A radio transmitter antenna of height 100 m stands at the top of a tall building. At a point on the ground, the angle of elevationof the bottom of the antenna is `45^(@)` and that of the the top of the antenna is `60^(@)` . What is the height of the building ?

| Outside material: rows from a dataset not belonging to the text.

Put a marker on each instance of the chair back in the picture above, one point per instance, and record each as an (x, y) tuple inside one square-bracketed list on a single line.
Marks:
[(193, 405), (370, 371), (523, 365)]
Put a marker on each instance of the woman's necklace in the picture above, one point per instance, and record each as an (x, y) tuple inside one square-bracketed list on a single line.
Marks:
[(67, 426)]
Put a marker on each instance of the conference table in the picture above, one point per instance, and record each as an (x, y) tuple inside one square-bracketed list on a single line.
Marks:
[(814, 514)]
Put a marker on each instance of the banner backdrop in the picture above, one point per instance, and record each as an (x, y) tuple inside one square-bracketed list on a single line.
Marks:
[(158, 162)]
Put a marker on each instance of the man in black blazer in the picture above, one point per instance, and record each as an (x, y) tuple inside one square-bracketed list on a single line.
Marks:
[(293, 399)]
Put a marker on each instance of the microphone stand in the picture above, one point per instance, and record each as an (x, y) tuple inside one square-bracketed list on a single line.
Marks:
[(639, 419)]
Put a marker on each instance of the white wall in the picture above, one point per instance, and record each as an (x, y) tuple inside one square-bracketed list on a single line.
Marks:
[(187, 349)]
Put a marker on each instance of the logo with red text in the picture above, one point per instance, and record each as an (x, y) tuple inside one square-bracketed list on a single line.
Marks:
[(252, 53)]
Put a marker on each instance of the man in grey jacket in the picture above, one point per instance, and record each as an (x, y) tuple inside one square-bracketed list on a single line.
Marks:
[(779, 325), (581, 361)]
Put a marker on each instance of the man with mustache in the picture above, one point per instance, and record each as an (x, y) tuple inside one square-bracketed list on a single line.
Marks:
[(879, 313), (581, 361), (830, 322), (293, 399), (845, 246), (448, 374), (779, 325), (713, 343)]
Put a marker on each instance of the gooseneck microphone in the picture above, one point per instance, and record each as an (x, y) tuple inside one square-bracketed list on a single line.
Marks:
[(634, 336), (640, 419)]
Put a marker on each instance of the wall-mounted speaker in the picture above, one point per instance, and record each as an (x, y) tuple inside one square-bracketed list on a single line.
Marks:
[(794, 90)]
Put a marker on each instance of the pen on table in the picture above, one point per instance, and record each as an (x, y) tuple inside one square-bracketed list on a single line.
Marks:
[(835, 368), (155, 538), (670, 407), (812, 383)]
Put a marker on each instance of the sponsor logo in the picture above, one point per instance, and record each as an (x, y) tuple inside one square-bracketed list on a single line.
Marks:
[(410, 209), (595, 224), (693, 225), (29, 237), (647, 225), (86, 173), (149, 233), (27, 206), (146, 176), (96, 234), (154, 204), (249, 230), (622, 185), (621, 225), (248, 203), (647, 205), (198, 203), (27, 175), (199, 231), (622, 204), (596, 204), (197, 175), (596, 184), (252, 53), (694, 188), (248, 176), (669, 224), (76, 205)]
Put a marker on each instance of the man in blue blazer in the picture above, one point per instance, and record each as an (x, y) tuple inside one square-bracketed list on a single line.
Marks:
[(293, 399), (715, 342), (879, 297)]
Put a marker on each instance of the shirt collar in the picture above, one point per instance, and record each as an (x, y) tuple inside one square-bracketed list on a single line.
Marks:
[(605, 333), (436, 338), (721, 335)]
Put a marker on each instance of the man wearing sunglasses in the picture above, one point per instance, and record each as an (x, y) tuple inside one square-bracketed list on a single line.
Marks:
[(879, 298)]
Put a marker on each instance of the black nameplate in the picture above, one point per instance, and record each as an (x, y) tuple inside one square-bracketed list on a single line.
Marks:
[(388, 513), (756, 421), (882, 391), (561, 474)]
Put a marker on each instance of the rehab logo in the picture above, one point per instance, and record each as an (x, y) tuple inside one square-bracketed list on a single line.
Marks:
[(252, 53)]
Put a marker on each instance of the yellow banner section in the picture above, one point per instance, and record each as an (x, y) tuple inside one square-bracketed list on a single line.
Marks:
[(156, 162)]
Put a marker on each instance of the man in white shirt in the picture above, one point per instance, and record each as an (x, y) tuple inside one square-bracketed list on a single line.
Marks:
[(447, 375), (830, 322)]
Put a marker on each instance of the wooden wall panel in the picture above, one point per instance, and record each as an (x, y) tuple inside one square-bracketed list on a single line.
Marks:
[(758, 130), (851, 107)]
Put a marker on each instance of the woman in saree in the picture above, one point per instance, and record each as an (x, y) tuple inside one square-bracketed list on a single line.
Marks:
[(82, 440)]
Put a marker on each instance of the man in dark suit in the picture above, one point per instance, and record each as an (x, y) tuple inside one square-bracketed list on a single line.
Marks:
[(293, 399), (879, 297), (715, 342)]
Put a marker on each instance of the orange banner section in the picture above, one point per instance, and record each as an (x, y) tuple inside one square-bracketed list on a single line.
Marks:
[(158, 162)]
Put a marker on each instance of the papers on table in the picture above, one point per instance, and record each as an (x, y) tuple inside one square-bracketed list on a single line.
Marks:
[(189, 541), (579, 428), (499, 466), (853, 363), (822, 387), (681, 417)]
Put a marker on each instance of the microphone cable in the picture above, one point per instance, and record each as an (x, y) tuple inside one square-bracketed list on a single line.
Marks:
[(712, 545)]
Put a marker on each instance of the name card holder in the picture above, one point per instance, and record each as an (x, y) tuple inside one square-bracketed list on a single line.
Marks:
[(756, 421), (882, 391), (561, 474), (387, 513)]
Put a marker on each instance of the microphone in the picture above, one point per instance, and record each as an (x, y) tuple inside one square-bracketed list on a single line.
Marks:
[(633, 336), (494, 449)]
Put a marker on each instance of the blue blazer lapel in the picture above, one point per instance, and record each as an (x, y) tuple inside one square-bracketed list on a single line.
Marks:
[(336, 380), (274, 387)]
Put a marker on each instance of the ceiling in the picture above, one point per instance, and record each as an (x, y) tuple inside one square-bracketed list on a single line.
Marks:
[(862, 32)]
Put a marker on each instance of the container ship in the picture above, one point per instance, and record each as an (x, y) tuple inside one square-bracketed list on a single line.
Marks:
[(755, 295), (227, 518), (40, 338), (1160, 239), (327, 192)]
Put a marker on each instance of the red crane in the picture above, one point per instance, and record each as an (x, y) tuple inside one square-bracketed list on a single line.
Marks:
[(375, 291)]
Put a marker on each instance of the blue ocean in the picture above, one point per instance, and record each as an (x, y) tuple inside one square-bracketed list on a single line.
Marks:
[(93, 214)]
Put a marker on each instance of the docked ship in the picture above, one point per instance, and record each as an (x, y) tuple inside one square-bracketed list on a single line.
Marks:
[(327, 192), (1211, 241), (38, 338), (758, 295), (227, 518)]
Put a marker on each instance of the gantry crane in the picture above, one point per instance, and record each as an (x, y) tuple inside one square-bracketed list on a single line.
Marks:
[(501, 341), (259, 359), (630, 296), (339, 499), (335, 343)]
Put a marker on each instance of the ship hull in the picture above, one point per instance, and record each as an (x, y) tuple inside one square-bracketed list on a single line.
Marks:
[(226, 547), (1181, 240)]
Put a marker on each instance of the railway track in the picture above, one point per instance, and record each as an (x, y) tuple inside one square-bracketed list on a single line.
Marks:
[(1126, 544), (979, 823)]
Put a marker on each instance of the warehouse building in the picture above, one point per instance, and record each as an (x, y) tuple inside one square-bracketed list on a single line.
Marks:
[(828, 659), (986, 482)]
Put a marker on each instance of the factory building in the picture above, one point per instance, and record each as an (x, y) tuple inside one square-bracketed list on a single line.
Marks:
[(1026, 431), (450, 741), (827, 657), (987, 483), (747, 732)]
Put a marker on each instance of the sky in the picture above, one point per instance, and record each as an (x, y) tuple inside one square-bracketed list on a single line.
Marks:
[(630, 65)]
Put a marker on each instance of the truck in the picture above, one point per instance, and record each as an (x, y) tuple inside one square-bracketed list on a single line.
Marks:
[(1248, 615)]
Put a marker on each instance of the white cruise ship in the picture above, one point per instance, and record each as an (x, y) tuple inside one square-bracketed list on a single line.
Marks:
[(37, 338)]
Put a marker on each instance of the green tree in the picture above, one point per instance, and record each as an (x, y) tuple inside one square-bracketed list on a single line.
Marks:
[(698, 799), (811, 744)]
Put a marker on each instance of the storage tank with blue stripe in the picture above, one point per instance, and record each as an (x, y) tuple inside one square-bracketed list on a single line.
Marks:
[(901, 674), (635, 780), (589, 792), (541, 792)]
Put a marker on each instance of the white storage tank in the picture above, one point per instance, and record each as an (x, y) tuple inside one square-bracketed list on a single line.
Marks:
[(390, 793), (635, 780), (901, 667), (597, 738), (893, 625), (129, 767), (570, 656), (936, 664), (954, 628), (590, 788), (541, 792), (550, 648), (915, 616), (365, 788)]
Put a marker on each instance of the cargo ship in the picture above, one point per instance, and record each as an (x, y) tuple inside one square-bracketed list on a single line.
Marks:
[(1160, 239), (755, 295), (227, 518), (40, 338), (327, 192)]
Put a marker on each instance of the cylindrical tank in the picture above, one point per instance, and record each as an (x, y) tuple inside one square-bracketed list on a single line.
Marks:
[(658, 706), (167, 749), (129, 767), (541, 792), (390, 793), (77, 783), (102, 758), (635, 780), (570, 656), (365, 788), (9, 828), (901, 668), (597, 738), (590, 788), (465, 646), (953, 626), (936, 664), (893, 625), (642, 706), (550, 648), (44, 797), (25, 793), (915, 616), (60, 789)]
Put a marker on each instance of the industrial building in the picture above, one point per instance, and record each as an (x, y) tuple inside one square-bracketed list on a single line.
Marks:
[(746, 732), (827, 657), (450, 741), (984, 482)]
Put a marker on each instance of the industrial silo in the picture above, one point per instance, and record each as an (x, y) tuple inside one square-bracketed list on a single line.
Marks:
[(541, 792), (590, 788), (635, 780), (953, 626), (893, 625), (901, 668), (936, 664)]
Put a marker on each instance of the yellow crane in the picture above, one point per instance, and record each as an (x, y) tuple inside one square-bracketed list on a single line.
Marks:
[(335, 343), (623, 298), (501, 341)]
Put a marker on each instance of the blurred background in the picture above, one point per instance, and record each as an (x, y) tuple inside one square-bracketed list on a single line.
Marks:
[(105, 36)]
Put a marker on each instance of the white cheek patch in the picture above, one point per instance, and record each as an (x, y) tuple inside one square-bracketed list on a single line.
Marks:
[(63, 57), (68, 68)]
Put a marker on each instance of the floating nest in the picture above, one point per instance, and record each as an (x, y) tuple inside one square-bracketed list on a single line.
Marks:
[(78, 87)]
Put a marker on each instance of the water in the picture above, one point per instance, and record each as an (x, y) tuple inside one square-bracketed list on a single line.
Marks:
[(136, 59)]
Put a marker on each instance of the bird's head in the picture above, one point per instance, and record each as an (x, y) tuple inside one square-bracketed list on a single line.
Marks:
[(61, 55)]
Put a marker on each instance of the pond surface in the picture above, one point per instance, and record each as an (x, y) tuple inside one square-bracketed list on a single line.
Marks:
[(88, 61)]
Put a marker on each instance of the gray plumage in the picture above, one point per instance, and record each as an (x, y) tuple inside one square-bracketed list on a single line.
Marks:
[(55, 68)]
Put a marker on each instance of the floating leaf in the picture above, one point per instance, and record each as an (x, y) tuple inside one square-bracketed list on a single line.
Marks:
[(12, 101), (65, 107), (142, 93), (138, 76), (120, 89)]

To find the height of the building, we can follow these steps: 1. **Understand the Problem**: We have a tall building with an antenna on top. The height of the antenna is 100 m. We need to find the height of the building (let's denote it as \( h \)). We have two angles of elevation from a point on the ground: \( 45^\circ \) for the bottom of the antenna and \( 60^\circ \) for the top of the antenna. 2. **Set Up the Diagram**: - Let point A be the point on the ground. - Let point B be the bottom of the antenna (which is at the top of the building). - Let point C be the top of the antenna. - The height of the building is \( h \), and the height of the antenna is 100 m, so the total height from point A to point C is \( h + 100 \). 3. **Use Trigonometry for the First Triangle (Angle \( 45^\circ \))**: - In triangle \( ABE \) (where E is the base of the building), the angle of elevation to point B is \( 45^\circ \). - Using the tangent function, we have: \[ \tan(45^\circ) = \frac{\text{opposite}}{\text{adjacent}} = \frac{h}{x} \] - Since \( \tan(45^\circ) = 1 \), we can write: \[ h = x \quad \text{(Equation 1)} \] 4. **Use Trigonometry for the Second Triangle (Angle \( 60^\circ \))**: - In triangle \( ACD \) (where D is the top of the antenna), the angle of elevation to point C is \( 60^\circ \). - Using the tangent function again, we have: \[ \tan(60^\circ) = \frac{\text{opposite}}{\text{adjacent}} = \frac{h + 100}{x} \] - Since \( \tan(60^\circ) = \sqrt{3} \), we can write: \[ \sqrt{3} = \frac{h + 100}{x} \quad \text{(Equation 2)} \] 5. **Substitute Equation 1 into Equation 2**: - From Equation 1, we know \( x = h \). - Substitute \( x \) in Equation 2: \[ \sqrt{3} = \frac{h + 100}{h} \] - Rearranging gives: \[ \sqrt{3} h = h + 100 \] 6. **Solve for \( h \)**: - Rearranging the equation: \[ \sqrt{3} h - h = 100 \] \[ h(\sqrt{3} - 1) = 100 \] \[ h = \frac{100}{\sqrt{3} - 1} \] 7. **Rationalize the Denominator**: - Multiply the numerator and denominator by \( \sqrt{3} + 1 \): \[ h = \frac{100(\sqrt{3} + 1)}{(\sqrt{3} - 1)(\sqrt{3} + 1)} = \frac{100(\sqrt{3} + 1)}{3 - 1} = \frac{100(\sqrt{3} + 1)}{2} \] - Simplifying gives: \[ h = 50(\sqrt{3} + 1) \] 8. **Final Answer**: - Therefore, the height of the building is \( 50(\sqrt{3} + 1) \) meters.